You wouldn’t think that writers would have to worry about numbers, but they do, especially if you’re chief cook and bottle washer, as you are when you publish independently. I read many bloggers giving advice on how indie authors should plan to spend around $5,000 for each title they publish, most of it going either to a great cover or professional editing. But the reality is that most indie publishers don’t have that kind of scratch. I will be coming out with my 15th published book this summer–eight of them independently published–and that kind of money adds up. I get a few hundred dollars a month from my titles, which I hope to increase someday soon. But I am not at the point of investing thousands in a project where I see hundreds in return.

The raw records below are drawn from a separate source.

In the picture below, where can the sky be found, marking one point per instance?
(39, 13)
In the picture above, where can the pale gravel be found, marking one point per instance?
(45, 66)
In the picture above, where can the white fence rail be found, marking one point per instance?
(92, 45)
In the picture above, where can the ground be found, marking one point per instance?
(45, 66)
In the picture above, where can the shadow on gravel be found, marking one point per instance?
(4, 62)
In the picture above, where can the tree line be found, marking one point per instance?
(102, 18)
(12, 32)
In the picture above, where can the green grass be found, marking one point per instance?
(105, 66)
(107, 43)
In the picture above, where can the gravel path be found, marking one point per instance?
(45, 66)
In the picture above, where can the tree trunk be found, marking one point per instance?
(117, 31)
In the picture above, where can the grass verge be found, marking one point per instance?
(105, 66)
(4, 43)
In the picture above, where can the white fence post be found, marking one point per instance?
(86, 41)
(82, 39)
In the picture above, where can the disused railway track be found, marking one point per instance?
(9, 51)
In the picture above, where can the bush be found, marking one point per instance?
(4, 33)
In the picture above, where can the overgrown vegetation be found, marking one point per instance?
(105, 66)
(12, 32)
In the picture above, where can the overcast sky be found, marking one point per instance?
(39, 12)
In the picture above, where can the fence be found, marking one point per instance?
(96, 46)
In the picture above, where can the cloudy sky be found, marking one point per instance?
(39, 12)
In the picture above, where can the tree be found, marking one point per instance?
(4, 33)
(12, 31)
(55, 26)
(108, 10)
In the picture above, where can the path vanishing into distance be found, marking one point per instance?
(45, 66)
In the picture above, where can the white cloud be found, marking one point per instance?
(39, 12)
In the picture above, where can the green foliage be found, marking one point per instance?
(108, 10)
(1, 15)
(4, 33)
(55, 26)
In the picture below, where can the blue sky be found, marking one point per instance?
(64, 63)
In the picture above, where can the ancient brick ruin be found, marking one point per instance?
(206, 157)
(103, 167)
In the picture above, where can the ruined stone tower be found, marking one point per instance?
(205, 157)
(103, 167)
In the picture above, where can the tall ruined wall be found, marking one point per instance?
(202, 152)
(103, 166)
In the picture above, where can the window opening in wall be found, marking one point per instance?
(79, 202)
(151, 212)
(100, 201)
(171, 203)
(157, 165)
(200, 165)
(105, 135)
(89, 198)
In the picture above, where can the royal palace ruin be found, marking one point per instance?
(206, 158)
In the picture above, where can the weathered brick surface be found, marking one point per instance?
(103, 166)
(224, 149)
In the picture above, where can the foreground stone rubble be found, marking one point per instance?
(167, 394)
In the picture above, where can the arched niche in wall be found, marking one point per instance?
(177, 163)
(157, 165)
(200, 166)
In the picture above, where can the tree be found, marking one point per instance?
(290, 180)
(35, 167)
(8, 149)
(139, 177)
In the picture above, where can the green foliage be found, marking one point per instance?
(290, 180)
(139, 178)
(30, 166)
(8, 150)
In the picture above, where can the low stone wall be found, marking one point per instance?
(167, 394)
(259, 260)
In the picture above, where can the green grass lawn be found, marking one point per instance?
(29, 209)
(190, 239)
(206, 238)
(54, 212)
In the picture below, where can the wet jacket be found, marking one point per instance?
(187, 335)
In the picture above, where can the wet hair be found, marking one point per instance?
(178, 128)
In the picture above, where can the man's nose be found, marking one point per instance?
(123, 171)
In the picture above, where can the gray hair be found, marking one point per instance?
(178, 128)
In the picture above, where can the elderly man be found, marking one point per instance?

I have become addicted to numbers. I watch the number of people who sign up for my giveaways on Goodreads. I had more than 1,000 sign up for my 10 autographed copies of Infinity’s Reach, so that thrilled my heart. I watch the ranking chart at author central at Amazon daily to see whether my books are going up or down. So far they are staying pretty steady. I continue to watch my number of followers on Twitter. As I do a giveaway on Amazon for The Champion, I watch my ranking closely. And of course, the bottom line is how big that month check is from Amazon. The jury’s still out on that one.
But when I live through tornado season as we have had here in the past few weeks and see how lives can be destroyed in seconds, I realize that it is all just a numbers game. Eleven years ago, my son Matt was in an auto accident and sustained a traumatic brain injury. He’s recovering, but will never be the same again. And the whole experience changed our family’s lives forever. I now know that I could lose every material object in my life and be fine, as long as I knew that my family was OK.
So when you are stressing about numbers as an author, try to keep things in perspective. It’s not life and death; it’s just a numbers game we play with ourselves.
More than anything, have fun with your writing. Nothing in life is guaranteed, so you may as well have fun while you’re doing it.